IF someone has one year of tax return to amend. And for any of their accounts offshore they had paid taxes to their local government and also, that other country has a tax treaty with the US (my case), isn't SDOP overkill?

The CPA I hired told me to submit a single amended return, claim a refund from Canada and a small payment to the US whilst at the same time, making an 8891 election.

Can anyone attest to getting in trouble for doing this?


----------



## Bevdeforges

To a certain extent, it depends on the amounts involved and whether or not it would be worth the IRS' time and effort pursuing them. Amending could simply raise your visibility on the IRS radar.

But I'm sure others have other opinions.
Cheers,
Bev


----------



## freedom1

Thanks. I mean if you factor in penalties - FBAR and otherwise, you can practically make every single case 'worth it'. I owed the IRS $1490 (NJ State $1100) for the one year. But I also overpaid $8100 to canada that I am claiming back from them. 

It's been 9 weeks since 'received' as I have been tracking my 1040X progress. For someone who's in the US on a temporary work visa, seems like leaving is the best option.



Bevdeforges said:


> To a certain extent, it depends on the amounts involved and whether or not it would be worth the IRS' time and effort pursuing them. Amending could simply raise your visibility on the IRS radar.
> 
> But I'm sure others have other opinions.
> Cheers,
> Bev


----------



## BBCWatcher

Amended returns represent business as usual. The streamlined program is a plea for potentially better treatment than one or more amended returns. If you're already happy with the interest and penalties (if any) you'd pay with a truthful amended tax filing, sure, do it.


----------



## someNri

borkanizo,
I am in the same boat as you. IMO Just what do what they ask for i.e. 3 years. Are you doing this by yourself?

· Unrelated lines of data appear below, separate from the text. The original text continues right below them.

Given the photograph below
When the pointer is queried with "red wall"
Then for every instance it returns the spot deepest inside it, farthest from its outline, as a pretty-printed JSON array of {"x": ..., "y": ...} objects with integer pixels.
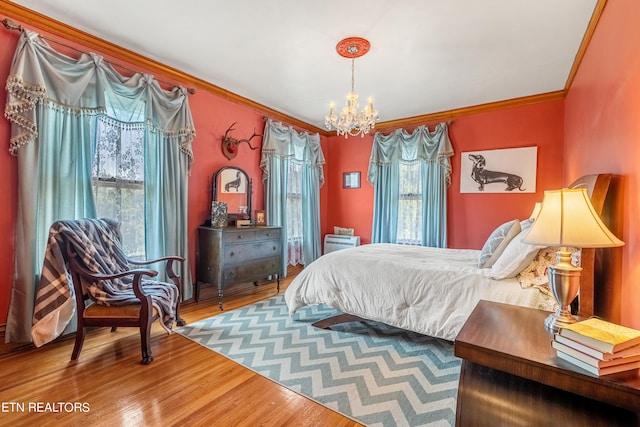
[
  {"x": 602, "y": 129},
  {"x": 471, "y": 217}
]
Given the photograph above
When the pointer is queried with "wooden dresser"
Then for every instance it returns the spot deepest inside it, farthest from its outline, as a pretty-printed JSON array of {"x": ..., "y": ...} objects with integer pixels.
[
  {"x": 227, "y": 256},
  {"x": 511, "y": 376}
]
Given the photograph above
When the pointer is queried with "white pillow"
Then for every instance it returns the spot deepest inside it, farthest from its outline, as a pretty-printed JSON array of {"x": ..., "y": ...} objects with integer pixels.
[
  {"x": 343, "y": 231},
  {"x": 515, "y": 257},
  {"x": 497, "y": 242}
]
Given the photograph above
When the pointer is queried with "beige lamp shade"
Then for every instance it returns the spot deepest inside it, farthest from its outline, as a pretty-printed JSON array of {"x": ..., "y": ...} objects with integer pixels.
[
  {"x": 567, "y": 218},
  {"x": 536, "y": 210}
]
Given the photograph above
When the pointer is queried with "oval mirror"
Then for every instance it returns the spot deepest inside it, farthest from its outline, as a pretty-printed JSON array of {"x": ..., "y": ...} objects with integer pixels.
[{"x": 233, "y": 186}]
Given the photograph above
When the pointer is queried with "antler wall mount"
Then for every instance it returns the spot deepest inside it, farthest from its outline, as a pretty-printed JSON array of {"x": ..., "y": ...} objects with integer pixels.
[{"x": 230, "y": 145}]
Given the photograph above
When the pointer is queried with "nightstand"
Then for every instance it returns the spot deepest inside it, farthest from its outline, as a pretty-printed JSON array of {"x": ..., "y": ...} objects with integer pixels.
[{"x": 510, "y": 375}]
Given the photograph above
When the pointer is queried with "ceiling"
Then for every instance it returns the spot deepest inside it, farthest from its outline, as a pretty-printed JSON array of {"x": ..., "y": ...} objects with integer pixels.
[{"x": 426, "y": 57}]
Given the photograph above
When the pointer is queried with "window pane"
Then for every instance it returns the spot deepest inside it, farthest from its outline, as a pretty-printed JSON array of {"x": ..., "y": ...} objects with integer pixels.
[
  {"x": 410, "y": 205},
  {"x": 294, "y": 214},
  {"x": 118, "y": 174}
]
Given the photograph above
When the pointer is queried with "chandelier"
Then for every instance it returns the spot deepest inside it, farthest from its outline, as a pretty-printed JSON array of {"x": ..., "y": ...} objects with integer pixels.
[{"x": 351, "y": 121}]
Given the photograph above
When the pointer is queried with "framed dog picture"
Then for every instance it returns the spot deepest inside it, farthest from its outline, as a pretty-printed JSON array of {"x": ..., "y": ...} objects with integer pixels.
[
  {"x": 261, "y": 218},
  {"x": 499, "y": 171}
]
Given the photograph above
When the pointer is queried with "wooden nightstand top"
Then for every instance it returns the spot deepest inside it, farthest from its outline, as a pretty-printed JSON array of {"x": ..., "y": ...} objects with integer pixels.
[{"x": 514, "y": 340}]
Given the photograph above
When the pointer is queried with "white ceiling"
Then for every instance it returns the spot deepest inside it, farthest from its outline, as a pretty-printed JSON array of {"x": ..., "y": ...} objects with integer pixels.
[{"x": 427, "y": 56}]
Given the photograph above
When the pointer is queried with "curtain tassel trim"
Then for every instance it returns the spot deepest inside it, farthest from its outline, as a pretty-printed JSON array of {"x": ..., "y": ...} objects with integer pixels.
[{"x": 21, "y": 101}]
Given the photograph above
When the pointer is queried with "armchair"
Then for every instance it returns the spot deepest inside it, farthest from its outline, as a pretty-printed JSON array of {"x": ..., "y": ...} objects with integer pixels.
[{"x": 109, "y": 288}]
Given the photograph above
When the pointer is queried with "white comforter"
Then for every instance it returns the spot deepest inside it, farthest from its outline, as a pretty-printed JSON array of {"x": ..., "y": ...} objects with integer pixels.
[{"x": 431, "y": 291}]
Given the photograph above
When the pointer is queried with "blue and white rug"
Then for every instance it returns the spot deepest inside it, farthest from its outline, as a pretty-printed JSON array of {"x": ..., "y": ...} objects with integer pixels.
[{"x": 370, "y": 372}]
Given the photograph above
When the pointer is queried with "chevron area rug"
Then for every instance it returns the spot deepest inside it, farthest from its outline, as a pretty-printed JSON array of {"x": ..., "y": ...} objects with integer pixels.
[{"x": 370, "y": 372}]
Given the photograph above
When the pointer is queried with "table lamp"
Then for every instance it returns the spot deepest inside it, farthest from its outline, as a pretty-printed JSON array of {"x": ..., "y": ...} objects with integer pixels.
[{"x": 567, "y": 219}]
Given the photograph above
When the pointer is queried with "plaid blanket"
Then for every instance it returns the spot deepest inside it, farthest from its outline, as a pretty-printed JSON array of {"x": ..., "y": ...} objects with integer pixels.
[{"x": 97, "y": 241}]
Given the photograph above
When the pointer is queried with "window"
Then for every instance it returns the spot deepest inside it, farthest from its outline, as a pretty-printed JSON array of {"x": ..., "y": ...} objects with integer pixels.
[
  {"x": 410, "y": 204},
  {"x": 294, "y": 214},
  {"x": 118, "y": 180}
]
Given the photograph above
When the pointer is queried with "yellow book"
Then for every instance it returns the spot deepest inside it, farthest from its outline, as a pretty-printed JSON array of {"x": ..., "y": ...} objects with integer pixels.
[{"x": 602, "y": 335}]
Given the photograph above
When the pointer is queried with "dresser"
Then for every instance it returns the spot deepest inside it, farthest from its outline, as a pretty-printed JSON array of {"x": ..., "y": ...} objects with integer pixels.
[
  {"x": 511, "y": 376},
  {"x": 227, "y": 256}
]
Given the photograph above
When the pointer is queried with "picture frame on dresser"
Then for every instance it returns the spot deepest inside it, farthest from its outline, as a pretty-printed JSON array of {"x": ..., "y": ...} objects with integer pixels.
[{"x": 261, "y": 218}]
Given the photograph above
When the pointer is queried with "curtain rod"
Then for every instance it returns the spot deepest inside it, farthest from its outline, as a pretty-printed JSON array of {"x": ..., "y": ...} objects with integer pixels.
[{"x": 10, "y": 25}]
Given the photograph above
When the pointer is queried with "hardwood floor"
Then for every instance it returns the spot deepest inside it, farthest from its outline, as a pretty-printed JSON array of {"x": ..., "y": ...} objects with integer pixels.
[{"x": 185, "y": 385}]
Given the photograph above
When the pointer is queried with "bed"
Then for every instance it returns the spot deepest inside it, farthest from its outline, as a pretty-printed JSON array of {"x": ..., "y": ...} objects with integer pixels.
[{"x": 432, "y": 291}]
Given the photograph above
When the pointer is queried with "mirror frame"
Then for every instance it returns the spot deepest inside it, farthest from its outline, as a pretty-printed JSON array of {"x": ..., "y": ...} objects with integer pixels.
[{"x": 232, "y": 217}]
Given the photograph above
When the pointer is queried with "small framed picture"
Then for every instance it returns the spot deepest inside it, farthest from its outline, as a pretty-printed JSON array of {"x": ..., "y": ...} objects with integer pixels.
[
  {"x": 261, "y": 217},
  {"x": 351, "y": 180}
]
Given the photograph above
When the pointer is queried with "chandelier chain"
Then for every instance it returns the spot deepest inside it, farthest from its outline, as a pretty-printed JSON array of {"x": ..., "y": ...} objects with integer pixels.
[{"x": 351, "y": 121}]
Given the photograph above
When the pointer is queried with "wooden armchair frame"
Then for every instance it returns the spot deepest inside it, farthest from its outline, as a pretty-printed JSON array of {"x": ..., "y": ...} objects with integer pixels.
[{"x": 141, "y": 315}]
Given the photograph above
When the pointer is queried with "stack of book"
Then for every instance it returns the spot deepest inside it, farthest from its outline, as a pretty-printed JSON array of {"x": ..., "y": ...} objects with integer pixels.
[{"x": 599, "y": 347}]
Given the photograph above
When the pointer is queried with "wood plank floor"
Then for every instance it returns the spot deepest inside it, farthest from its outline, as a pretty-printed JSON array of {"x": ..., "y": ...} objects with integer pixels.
[{"x": 185, "y": 385}]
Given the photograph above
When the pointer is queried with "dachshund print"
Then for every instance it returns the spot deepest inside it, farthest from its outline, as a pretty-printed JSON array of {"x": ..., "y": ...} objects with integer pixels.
[{"x": 483, "y": 176}]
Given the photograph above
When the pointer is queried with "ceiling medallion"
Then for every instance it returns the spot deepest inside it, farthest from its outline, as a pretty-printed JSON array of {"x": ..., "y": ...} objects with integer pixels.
[{"x": 350, "y": 121}]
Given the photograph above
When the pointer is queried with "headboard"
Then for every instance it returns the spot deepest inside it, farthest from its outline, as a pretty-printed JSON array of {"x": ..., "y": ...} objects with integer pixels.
[{"x": 597, "y": 186}]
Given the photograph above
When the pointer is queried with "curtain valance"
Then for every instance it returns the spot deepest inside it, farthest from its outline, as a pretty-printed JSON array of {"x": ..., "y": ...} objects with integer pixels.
[
  {"x": 40, "y": 74},
  {"x": 421, "y": 145},
  {"x": 283, "y": 141}
]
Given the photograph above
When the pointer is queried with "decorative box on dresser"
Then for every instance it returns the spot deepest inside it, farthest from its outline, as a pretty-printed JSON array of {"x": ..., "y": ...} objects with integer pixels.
[
  {"x": 227, "y": 256},
  {"x": 512, "y": 376}
]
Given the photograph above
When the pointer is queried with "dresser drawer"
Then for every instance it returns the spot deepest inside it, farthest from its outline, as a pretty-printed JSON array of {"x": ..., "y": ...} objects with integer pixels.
[
  {"x": 267, "y": 233},
  {"x": 245, "y": 252},
  {"x": 251, "y": 271},
  {"x": 239, "y": 235}
]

I did my 2013 correctly. So does this mean I can do just 2 years in SDOP? (since 2010 is considered closed?) I too read posts from attorneys stating major risks doing the self-certification for non-willfulness. 

Is there any real world *data*/experiences on how Streamlined submissions are faring? I heard that those trying to transition from OVDP to SDOP are getting major push back. Hoping straight SDOP submissions from minnows won't mean inviting more trouble!




borkanizo said:


> Hello,
> 
> I am getting started on the SDOP (US resident), and have started to amend 3 years of tax returns (2011,2012,2013) and expect to get this done by the end of October .
> My question is the following: The undisclosed accounts were inherited and I failed to file Form 3520 in a tax year (2008) that is prior to the years covered by the SDOP.
> 
> My concern is that the IRS could assess penalties ( failing to file form 3520 on time triggers a penalty that can hit 25% of the inheritance\bequest) because the troubled tax year falls beyond the SDOP coverage.
> 
> Would it be advisable to amend 6 tax returns instead of 3 ?
> 
> Thanks


----------